Inlays & Onlays in Plano, TX
Depending on the level of damage to the tooth’s biting surface, our dentists may opt to use an inlay or onlay.
Dental Inlays and Onlays Explained
Inlays and onlays are often comprised of composite resin, porcelain, or gold. A bond is established to the damaged portion of your tooth. An inlay, which is like a standard filling, is placed inside the cusp tips of a tooth. Although an inlay and onlay are similar, an onlay extends to multiple cusps of the tooth and requires more reconstruction.

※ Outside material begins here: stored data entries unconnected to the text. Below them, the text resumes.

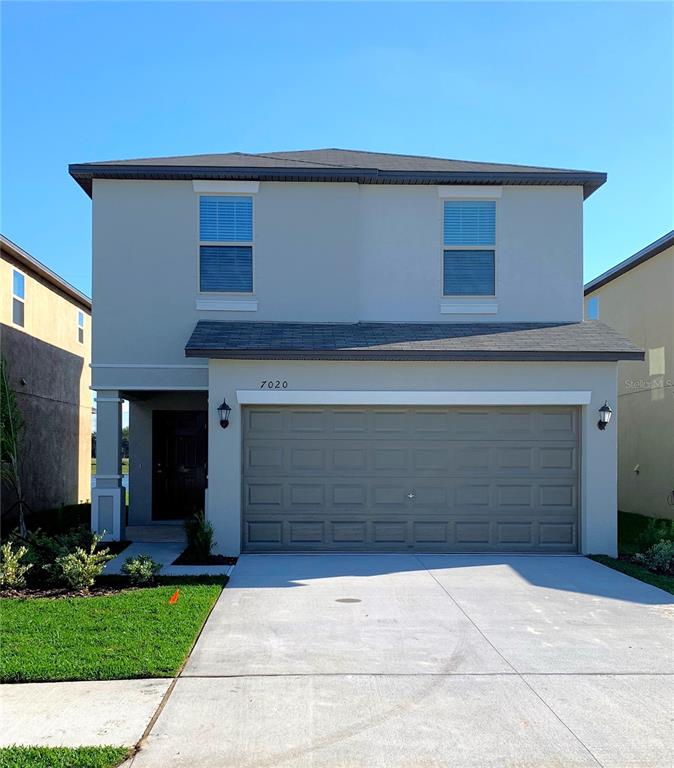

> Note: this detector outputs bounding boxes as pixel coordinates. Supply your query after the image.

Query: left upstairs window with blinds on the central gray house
[199,196,253,293]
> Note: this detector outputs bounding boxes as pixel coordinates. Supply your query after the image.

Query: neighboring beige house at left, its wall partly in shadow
[0,235,91,512]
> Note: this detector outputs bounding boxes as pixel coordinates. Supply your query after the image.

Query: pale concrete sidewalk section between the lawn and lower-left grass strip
[0,680,172,747]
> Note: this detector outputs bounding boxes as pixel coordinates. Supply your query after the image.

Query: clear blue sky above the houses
[0,2,674,292]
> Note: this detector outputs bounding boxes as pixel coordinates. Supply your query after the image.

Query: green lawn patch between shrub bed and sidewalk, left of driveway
[0,577,225,682]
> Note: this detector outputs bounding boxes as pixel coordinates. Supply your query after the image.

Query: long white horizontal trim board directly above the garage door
[236,389,592,405]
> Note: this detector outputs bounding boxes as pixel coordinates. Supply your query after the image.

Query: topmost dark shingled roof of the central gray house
[69,149,606,197]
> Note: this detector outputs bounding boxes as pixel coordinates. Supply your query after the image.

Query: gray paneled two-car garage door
[243,406,579,552]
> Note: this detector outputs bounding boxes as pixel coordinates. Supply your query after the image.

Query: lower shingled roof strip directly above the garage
[185,320,644,361]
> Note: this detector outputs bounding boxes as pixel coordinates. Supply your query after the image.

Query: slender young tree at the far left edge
[0,359,26,536]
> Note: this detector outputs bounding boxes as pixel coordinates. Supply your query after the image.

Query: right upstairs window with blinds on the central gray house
[442,200,496,296]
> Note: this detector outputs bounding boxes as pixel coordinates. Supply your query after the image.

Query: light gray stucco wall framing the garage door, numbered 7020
[207,360,620,555]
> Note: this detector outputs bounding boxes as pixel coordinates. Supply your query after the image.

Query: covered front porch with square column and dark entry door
[91,390,208,547]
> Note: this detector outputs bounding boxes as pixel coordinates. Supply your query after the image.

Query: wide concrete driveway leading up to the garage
[133,555,674,768]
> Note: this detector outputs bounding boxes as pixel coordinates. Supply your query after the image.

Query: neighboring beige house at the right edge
[585,230,674,518]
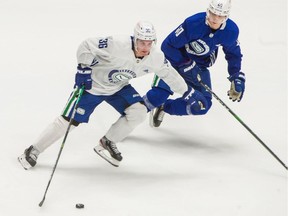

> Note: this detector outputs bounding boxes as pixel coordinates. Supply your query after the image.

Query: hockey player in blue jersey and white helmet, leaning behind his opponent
[144,0,245,127]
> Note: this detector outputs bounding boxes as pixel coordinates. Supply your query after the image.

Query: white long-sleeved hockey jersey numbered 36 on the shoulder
[77,35,187,95]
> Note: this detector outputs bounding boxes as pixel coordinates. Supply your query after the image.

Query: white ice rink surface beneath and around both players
[0,0,287,216]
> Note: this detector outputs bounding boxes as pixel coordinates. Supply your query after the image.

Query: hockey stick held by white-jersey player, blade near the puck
[39,86,84,207]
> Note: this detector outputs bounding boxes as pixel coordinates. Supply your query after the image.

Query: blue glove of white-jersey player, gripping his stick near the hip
[75,64,92,90]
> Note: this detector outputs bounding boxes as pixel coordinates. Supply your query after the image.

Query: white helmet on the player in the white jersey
[134,21,157,44]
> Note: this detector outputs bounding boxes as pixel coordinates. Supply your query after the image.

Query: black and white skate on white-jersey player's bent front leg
[94,136,122,167]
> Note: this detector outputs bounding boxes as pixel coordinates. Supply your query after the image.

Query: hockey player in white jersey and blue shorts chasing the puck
[18,21,207,169]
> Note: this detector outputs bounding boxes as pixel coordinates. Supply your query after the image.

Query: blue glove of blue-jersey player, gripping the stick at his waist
[178,59,201,86]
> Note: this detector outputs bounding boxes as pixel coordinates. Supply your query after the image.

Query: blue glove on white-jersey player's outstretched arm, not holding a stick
[182,86,208,115]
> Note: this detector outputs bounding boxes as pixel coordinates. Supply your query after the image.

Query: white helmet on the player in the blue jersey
[208,0,231,18]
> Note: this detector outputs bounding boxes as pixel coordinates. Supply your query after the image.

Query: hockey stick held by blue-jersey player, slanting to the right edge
[198,76,288,170]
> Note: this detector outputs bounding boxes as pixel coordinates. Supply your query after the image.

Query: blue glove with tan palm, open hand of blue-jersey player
[227,72,245,102]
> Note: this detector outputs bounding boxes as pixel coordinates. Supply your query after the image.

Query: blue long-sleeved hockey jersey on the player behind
[161,12,242,75]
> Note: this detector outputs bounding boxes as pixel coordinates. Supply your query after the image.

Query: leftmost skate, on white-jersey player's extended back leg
[18,145,40,170]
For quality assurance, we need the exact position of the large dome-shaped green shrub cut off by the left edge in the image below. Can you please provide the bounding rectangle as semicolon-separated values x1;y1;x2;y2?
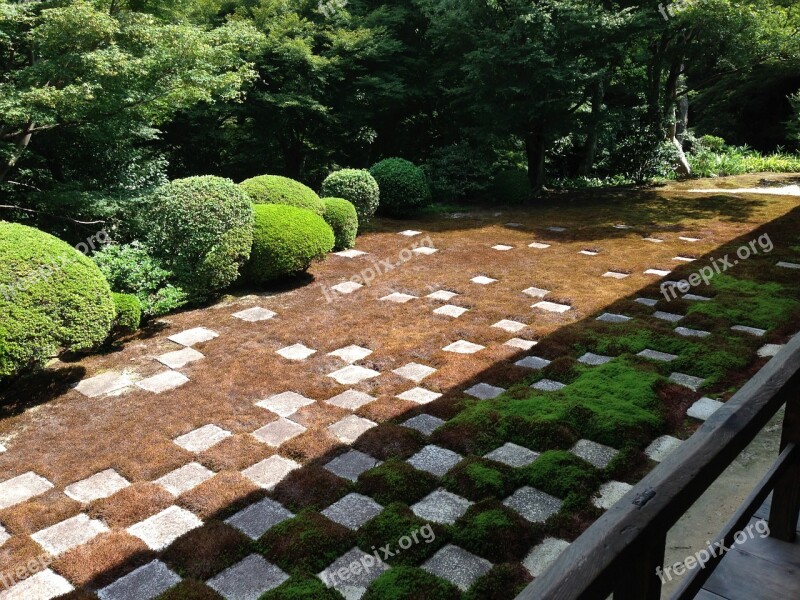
0;222;115;378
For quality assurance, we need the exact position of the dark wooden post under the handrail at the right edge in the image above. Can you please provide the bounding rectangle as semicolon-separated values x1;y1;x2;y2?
769;389;800;542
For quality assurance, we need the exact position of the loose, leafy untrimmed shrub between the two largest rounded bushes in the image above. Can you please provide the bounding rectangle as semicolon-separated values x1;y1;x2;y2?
92;242;186;317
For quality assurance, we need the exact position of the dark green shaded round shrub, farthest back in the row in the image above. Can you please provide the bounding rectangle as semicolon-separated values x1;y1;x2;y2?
369;158;431;217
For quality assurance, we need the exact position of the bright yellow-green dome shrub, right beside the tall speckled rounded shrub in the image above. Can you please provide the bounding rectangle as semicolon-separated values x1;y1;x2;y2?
246;204;335;283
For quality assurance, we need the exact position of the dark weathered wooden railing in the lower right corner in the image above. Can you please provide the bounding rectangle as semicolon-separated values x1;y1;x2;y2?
517;334;800;600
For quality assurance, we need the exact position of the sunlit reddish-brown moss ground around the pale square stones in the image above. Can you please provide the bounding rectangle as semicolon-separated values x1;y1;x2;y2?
0;176;800;583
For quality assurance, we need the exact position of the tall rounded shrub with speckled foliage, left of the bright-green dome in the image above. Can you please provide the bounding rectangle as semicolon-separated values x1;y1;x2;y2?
143;176;253;302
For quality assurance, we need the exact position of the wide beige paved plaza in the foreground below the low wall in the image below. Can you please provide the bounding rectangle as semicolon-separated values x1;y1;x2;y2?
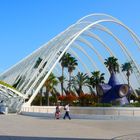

Gold was the original material of choice by most patients and dentists. Over time, porcelain has become a more prevalent choice due to its increased strength, quality of coloring, and ability to more closely match the color of your natural teeth.
How We Apply Onlays
Inlay and Onlay restorations require separate appointments for preparation and completion. At your first appointment, the tooth will be prepared by removing any decay or defective restorations such as an old filling. During this time, your tooth will have a temporary restoration placed for your comfort and protection. The new restoration will be fabricated by a dental technician and delivered to you at your second appointment.
At your second appointment, Dr. Davis or Dr. Sojourner-Critz will begin with the removal of the sealant then fit the inlay or onlay for proper seating and alignment. When a proper fit is achieved, the dentist will begin with bonding the tooth and the inlay or onlay with a strong resin and, finally, polish the tooth to a smooth finish.
Are Inlays and Onlays Right for Me?
While being a common treatment, traditional fillings may reduce integrity and strength of your natural tooth up to 50 percent, according to the American Dental Association. Dr. Davis and Dr. Sojourner-Critz use inlays and onlays as successful alternatives to most traditional fillings. The bond to the tooth, coupled with the high-strength resin, increases the strength of the tooth by up to 75 percent. As a result, they can last from 10 to 30 years. For most patients, whose oral care does not require a full dental crown, we believe an inlay or onlay to be a highly effective form of treatment that increases overall oral health. In some cases, where the damage to the tooth is not extensive enough to merit an entire dental crown, onlays can provide a very good alternative.